Queria ser outra

A Roménia é claramente o Oriente a Norte. Sente-se um fatalismo alegre; uma brusca necessidade de sobrevivência intersecciona certo desejo de inconsciência. A música dos ciganos ouvida ao longe, pelas estradas, é tão estupidamente alegre que me apetece chorar. O que canta esta gente? O que dança? O que festeja?
No Oriente, há cacimbo pela noite. Os dias são quentes e húmidos. A atmosfera pesa lentamente, e eu sinto-me tão só e perdida, que me ocorrem pensamentos suicidas. Em alternativa, dormir.
Quando chegámos ao albergue, perto de Sucevita, onde dormiríamos, segundo os nossos irrealistas planos de viagem, era tarde demais. Duas da manhã. Estava fechado e não havia quem nos recebesse. Na minha memória, uma luz fraca pendia sobre a porta onde S. bateu. É provável que não houvesse luz alguma para além do luar. Estacionámos junto ao edifício e concluímos que a solução seria dormir no Citroen, rodeadas pela floresta.

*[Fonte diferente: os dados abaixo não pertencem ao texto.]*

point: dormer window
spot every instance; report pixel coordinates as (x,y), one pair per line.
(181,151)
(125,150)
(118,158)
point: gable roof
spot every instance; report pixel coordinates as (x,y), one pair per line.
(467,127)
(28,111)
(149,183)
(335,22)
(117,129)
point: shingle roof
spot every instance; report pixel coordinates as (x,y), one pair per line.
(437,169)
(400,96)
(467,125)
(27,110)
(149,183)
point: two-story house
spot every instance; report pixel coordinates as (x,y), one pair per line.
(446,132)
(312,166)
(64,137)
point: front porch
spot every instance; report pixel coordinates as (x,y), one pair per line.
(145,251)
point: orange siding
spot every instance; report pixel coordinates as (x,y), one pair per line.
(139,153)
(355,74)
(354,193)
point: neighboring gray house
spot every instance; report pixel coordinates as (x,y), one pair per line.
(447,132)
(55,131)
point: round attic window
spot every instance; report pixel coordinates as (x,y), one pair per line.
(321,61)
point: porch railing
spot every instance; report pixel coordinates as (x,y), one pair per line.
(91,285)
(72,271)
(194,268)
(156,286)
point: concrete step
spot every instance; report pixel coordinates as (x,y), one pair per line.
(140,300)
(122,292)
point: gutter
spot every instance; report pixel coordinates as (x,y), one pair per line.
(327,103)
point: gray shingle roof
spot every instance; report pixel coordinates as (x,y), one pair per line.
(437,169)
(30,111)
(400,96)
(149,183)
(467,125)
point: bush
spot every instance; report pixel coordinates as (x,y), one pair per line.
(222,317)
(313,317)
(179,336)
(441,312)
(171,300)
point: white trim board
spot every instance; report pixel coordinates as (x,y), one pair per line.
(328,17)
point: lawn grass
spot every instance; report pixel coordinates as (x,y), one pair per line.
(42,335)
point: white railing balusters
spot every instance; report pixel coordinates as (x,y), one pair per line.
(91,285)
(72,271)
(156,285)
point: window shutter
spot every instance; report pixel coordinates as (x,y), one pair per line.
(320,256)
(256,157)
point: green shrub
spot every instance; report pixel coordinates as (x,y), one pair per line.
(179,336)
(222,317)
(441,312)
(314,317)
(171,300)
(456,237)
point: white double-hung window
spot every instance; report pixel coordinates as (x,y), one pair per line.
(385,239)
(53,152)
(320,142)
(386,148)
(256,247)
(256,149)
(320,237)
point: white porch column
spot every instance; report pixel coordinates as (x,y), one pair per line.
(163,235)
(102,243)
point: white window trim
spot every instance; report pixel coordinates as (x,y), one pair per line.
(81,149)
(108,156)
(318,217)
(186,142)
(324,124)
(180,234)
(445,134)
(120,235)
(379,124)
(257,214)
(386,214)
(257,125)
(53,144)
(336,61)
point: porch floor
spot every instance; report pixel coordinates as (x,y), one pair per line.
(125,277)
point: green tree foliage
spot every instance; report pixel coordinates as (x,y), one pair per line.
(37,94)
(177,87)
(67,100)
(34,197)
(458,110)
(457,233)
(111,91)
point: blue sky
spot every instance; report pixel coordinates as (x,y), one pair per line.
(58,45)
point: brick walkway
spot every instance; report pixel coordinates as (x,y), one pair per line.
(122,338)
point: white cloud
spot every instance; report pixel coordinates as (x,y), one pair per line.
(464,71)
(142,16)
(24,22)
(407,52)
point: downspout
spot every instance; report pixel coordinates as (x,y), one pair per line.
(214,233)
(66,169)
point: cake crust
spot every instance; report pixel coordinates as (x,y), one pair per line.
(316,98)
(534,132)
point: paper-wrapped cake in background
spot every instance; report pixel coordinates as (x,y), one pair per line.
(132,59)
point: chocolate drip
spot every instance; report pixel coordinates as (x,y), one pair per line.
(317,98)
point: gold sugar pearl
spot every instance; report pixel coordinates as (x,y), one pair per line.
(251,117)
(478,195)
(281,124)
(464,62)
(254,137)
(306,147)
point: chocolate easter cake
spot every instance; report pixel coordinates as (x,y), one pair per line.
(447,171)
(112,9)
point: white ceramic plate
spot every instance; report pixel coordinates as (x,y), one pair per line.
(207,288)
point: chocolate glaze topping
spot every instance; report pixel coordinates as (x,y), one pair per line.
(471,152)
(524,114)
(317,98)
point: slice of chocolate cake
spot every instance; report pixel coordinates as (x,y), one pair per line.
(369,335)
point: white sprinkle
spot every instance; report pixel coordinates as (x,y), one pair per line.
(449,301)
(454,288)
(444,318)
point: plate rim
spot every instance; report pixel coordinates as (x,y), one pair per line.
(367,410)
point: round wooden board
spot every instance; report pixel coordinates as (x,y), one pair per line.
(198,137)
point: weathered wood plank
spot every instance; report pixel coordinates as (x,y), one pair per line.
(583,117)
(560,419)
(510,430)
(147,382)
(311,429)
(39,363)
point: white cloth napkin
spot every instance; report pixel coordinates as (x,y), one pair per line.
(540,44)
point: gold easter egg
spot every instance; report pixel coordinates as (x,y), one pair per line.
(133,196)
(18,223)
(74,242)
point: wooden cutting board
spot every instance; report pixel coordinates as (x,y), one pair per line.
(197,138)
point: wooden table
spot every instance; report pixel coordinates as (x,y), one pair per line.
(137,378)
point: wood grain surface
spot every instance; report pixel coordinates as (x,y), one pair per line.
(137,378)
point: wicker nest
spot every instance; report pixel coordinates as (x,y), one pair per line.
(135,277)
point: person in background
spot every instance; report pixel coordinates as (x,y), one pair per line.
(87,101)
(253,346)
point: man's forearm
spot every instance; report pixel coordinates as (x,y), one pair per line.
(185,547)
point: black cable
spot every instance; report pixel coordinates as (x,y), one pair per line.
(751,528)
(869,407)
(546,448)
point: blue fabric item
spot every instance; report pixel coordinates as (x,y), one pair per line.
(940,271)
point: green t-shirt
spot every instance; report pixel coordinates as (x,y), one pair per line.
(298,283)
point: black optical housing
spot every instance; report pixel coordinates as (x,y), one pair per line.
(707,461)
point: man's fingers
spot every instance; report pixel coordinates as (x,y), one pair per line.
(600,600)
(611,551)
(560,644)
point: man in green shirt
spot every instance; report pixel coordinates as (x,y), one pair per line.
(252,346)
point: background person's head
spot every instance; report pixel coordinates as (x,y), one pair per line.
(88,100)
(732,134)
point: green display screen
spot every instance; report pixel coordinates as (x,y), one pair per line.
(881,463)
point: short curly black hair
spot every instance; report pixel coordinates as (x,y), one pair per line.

Não durmo em qualquer lugar. Não durmo em pé nem sentada nem inclinada nem nos aviões nem nos comboios nem no cinema. Durmo bem no chão, se puder esticar-me e pousar a cabeça numa superfície macia, como um casaco. Mas não durmo no chão de um lugar no qual me sinta insegura.
Dentro do carro, escutando o piar das aves nocturnas, o ruído dos insectos e bichos que vagueavam ordenadamente pela escuridão, o rumor das águas de um ribeiro próximo, a brisa tocando os ramos das árvores do bosque, sentindo a humidade da noite, podia dizer-me relativamente segura. Tinha-me sido atribuído o melhor lugar do automóvel, o banco de trás, mas o problema consistia em saber onde colocar as pernas. Sou grande demais. Sobra sempre uma parte de mim que não sei onde arrumar. Nunca caibo. O que fazer de mim, e comigo?
Passámos uma noite em grande desconforto. S. dormiu. Ouvia-lhe a respiração pesada, à frente, e pensava que queria ser igual. Queria adormecer sentada no banco do pendura com o encosto ligeiramente inclinado. Queria ser uma pessoa fácil, diferente, outra. Queria não ter medo, não duvidar, não prever.
Deitei-me de lado e entreguei-me ao meu ofício nocturno mais frequente: pensar. De manhã haveríamos de comer qualquer coisa, o que houvesse, tomar um banho quente, sacudir a cabeça e depois partiríamos em direcção aos mosteiros da Bucovina. Ia correr tudo bem. Era só preciso sobreviver ao frio dessa noite.